Pultenaea laxiflora, commonly known as loose-flower bush-pea, is a species of flowering plant in the family Fabaceae and is endemic to south-eastern continental Australia. It is a low-lying to prostrate, spreading shrub with linear to narrow egg-shaped leaves with the narrower end towards the base, and yellow and red to brown or purple flowers.

==Description==
Pultenaea laxiflora is a low-lying to prostrate, spreading shrub that typically grows to a height of 0.5–1.1 m, and has softly-hairy stems when young. The leaves are linear to narrow egg-shaped with the narrower end towards the base, or cylindrical with a groove along the upper surface, 4–12 mm long and 0.5–2 mm wide with triangular stipules 1–2 mm long at the base. The flowers are about 7 mm long, arranged in leaf axils in groups of up to six, each flower on a hairy peduncle 2–6 mm long. There are egg-shaped bracts 2–3 mm long but that fall off as the flower opens. The sepals are 5–7 mm long with egg-shaped bracteoles 4–5 mm long at the base of the sepal tube. The standard and wings are yellow with red markings, the standard 8–9 mm with, and the keel is red to brown or purple. Flowering occurs from September to January, mainly in January, and the fruit is an oval, hairy pod 4–5 mm long.

==Taxonomy and naming==
Pultenaea laxiflora was first formally described in 1864 by George Bentham in Flora Australiensis. The specific epithet (laxiflora) means "wide, loose or open-flowered".

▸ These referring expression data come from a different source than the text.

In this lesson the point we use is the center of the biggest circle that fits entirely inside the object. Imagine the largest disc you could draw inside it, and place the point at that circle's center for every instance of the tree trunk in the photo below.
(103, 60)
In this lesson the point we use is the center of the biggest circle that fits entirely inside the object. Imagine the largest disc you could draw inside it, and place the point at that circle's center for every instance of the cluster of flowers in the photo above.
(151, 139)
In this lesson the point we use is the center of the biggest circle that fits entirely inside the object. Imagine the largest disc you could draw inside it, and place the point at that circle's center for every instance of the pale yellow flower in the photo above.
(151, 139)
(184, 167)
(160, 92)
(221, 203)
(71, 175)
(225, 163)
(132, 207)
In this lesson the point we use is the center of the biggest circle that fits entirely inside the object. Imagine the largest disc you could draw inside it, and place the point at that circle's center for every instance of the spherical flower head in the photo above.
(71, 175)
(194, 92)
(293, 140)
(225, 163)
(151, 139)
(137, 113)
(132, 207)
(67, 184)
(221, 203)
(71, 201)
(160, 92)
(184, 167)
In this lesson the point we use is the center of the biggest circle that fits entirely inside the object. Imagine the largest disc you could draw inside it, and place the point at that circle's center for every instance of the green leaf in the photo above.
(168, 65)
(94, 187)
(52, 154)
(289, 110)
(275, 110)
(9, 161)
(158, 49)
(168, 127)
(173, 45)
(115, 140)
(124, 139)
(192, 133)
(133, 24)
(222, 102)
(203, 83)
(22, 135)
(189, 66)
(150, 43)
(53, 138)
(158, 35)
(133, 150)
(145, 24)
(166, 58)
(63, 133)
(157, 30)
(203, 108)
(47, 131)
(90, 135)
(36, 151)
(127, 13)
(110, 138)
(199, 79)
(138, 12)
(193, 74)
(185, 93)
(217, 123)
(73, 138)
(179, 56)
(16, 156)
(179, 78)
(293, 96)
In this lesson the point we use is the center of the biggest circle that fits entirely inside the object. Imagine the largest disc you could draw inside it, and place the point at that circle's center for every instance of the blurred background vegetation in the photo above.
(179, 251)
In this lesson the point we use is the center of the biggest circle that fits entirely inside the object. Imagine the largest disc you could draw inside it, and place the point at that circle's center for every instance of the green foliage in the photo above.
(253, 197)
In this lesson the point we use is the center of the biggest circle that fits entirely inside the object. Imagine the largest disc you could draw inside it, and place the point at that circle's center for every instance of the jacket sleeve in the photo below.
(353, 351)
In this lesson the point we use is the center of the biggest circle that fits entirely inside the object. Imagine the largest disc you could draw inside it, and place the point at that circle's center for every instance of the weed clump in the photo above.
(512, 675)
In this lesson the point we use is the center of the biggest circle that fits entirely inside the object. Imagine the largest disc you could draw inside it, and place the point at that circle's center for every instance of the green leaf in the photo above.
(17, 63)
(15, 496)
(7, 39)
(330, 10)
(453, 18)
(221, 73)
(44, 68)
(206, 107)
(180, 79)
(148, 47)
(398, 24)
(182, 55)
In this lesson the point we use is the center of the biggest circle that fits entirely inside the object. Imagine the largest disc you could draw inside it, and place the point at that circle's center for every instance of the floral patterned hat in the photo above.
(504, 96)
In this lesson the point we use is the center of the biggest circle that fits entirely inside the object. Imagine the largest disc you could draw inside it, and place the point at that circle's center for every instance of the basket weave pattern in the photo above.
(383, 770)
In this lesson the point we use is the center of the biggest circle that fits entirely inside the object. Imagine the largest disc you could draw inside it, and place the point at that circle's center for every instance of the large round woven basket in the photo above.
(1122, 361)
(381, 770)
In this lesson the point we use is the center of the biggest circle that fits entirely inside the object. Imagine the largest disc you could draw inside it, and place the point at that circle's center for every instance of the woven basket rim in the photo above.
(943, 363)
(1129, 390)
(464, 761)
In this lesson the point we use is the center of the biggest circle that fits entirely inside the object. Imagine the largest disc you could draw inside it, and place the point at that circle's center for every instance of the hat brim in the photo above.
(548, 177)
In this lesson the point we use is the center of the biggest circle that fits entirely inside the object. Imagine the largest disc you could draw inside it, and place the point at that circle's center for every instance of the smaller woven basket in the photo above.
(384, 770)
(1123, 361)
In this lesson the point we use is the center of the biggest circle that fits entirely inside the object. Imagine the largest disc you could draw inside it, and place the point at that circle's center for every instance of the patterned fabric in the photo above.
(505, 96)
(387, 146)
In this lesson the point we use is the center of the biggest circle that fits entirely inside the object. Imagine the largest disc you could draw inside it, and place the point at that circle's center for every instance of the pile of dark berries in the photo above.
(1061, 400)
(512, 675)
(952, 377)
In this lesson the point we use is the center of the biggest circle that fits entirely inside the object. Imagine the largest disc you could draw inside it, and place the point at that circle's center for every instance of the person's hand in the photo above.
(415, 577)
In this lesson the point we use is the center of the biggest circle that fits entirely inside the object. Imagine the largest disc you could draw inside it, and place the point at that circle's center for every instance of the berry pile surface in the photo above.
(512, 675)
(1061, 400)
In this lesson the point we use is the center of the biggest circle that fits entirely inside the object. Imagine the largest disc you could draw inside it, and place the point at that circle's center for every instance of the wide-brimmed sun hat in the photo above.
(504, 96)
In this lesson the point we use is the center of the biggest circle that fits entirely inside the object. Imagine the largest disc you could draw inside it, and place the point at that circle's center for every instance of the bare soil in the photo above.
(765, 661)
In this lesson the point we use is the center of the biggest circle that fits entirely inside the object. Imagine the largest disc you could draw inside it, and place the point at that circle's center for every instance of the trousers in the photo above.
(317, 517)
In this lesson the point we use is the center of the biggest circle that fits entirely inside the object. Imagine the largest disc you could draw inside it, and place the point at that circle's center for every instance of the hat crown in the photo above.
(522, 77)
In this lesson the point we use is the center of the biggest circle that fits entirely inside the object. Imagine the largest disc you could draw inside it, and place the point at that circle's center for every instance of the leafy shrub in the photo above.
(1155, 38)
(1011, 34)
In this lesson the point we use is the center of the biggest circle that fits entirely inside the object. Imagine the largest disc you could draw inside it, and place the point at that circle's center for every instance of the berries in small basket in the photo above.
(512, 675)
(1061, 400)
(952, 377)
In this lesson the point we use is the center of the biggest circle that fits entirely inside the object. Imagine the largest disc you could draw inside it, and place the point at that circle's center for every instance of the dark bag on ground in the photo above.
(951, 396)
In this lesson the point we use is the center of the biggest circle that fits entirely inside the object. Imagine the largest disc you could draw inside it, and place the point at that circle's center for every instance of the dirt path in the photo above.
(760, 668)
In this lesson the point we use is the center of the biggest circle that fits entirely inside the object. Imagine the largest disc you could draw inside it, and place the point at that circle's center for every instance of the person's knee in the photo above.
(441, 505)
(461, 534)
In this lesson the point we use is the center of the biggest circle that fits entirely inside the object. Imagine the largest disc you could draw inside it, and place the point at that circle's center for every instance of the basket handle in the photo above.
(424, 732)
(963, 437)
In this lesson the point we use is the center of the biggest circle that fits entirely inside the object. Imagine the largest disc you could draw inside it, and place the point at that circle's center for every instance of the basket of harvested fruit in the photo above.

==Distribution and habitat==
Loose-flowered bush-pea grows in forest in New South Wales, the Australian Capital Territory, Victoria and South Australia. It is found on the western slopes of New South Wales and the Australian Capital Territory south from Bathurst, in the drier areas of central and western Victoria to the south-east of South Australia, including Kangaroo Island.